Company Filing History:
Years Active: 2020
Title: Mojtaba Solgi: Innovator in Machine Learning and Map Labeling Systems.
Introduction
Mojtaba Solgi is a prominent inventor based in Sammamish, WA (US). He has made significant contributions to the field of machine learning, particularly in the area of map labeling systems. His innovative approach has led to the development of a unique patent that enhances the accuracy and reliability of machine-learned predictions.
Latest Patents
Mojtaba Solgi holds a patent titled "Confidence threshold determination for machine-learned labeling." This patent describes a map labeling system that trains a machine-learned model using a set of training data. The system generates a set of test predictions for various test properties by applying the machine-learned model to a set of testing data. Each prediction includes a confidence score that reflects the model's confidence in its prediction. The system assesses the correctness of each prediction and establishes a relationship between the confidence scores and the correctness of the test predictions. Ultimately, it sets a confidence threshold for the machine-learned model and labels production properties by applying the model to production data. Mojtaba has 1 patent to his name.
Career Highlights
Mojtaba Solgi is currently employed at Uber Technologies, Inc., where he continues to innovate and contribute to advancements in technology. His work focuses on improving machine learning applications, which are crucial for various operational aspects of the company.
Collaborations
Mojtaba collaborates with talented individuals such as Ankit Tandon and Vasudev Parameswaran.
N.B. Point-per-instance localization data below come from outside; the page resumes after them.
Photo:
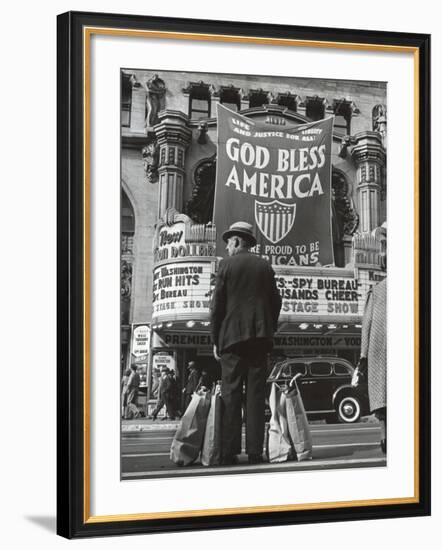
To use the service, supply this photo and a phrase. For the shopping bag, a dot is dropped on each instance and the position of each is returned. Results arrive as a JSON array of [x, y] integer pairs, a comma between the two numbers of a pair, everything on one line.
[[279, 445], [188, 439], [299, 430], [211, 450]]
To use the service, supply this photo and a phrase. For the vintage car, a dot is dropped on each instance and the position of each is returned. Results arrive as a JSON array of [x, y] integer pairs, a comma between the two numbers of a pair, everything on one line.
[[325, 387]]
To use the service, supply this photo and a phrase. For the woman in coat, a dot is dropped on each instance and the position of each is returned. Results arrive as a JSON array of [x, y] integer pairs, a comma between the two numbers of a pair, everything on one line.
[[374, 353]]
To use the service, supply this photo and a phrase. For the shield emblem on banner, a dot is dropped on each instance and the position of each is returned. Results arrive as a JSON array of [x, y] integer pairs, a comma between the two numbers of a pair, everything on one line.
[[274, 219]]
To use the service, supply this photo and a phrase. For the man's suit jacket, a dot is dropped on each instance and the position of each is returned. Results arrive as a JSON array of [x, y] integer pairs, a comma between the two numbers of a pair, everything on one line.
[[246, 303]]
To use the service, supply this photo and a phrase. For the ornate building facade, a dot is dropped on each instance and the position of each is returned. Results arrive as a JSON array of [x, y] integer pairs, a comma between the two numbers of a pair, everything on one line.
[[168, 170]]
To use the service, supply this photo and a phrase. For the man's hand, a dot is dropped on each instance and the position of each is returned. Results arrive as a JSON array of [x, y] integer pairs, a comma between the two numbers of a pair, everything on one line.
[[215, 353]]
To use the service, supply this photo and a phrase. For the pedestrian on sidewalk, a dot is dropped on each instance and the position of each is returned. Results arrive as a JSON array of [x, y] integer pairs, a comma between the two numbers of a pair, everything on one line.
[[124, 382], [191, 384], [244, 316], [165, 396], [373, 359], [133, 385]]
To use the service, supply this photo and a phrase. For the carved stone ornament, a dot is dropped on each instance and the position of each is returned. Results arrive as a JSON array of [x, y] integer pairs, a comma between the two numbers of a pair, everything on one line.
[[202, 133], [155, 99], [347, 218], [126, 280], [200, 206], [150, 155]]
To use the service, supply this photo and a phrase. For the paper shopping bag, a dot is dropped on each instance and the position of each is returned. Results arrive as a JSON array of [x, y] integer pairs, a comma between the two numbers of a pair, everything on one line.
[[211, 450], [188, 439], [279, 446], [299, 430]]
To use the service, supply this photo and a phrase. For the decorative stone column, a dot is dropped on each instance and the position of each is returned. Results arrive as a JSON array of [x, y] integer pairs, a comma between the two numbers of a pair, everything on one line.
[[369, 156], [173, 136]]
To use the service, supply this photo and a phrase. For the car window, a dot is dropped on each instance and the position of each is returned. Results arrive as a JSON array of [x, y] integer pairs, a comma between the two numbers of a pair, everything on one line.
[[342, 370], [297, 368], [275, 371], [320, 369]]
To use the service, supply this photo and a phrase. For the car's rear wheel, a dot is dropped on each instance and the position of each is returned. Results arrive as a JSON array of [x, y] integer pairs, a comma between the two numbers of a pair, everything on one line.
[[348, 409]]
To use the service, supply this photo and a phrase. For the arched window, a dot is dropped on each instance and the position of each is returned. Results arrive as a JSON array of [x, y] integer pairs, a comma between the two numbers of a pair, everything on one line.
[[258, 98], [199, 101], [126, 99], [315, 108], [288, 100], [230, 97], [127, 225], [126, 267]]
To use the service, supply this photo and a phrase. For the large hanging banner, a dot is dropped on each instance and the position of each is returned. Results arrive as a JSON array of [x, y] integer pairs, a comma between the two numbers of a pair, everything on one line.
[[279, 180]]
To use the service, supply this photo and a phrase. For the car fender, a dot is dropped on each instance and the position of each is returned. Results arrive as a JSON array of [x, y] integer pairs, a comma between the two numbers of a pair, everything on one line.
[[355, 391], [347, 389]]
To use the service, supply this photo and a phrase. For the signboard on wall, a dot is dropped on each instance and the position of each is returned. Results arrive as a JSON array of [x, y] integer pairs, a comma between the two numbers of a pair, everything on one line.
[[163, 359], [321, 296], [140, 341], [182, 290], [279, 180], [170, 241], [284, 341]]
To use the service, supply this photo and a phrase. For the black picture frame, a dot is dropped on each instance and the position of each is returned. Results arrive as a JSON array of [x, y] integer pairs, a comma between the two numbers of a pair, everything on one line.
[[73, 516]]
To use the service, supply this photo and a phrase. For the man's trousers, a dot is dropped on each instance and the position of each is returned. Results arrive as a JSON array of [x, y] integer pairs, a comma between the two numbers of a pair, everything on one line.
[[243, 363]]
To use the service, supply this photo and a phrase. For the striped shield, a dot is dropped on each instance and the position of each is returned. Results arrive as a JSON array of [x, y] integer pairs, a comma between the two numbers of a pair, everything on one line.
[[274, 219]]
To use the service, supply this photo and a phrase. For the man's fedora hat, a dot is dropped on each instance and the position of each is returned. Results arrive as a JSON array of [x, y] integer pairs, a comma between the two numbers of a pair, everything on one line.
[[240, 229]]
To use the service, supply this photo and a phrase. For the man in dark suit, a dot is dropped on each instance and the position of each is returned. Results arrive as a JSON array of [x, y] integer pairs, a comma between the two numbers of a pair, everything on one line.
[[244, 316]]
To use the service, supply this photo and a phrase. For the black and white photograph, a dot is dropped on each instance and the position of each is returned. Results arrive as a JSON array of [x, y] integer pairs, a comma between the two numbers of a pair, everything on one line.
[[253, 273]]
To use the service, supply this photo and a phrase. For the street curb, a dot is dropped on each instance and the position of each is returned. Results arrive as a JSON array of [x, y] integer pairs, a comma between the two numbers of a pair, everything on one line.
[[158, 426]]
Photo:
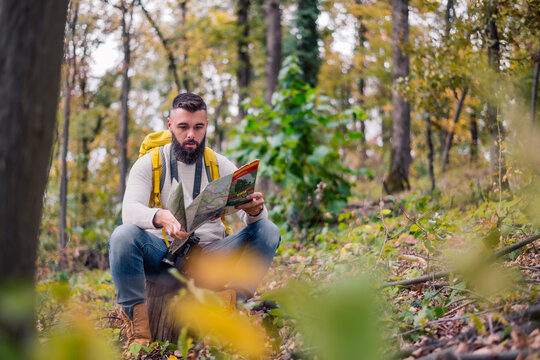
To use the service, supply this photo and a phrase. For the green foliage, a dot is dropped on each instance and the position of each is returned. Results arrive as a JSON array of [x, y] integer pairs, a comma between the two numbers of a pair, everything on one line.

Their combined expertise fosters a creative environment that drives innovation and enhances the development of cutting-edge technologies.
Conclusion
Mojtaba Solgi is a key figure in the realm of machine learning and map labeling systems. His contributions through his patent and work at Uber Technologies, Inc. highlight his commitment to advancing technology. His innovative spirit and collaborative efforts continue to shape the future of machine learning applications.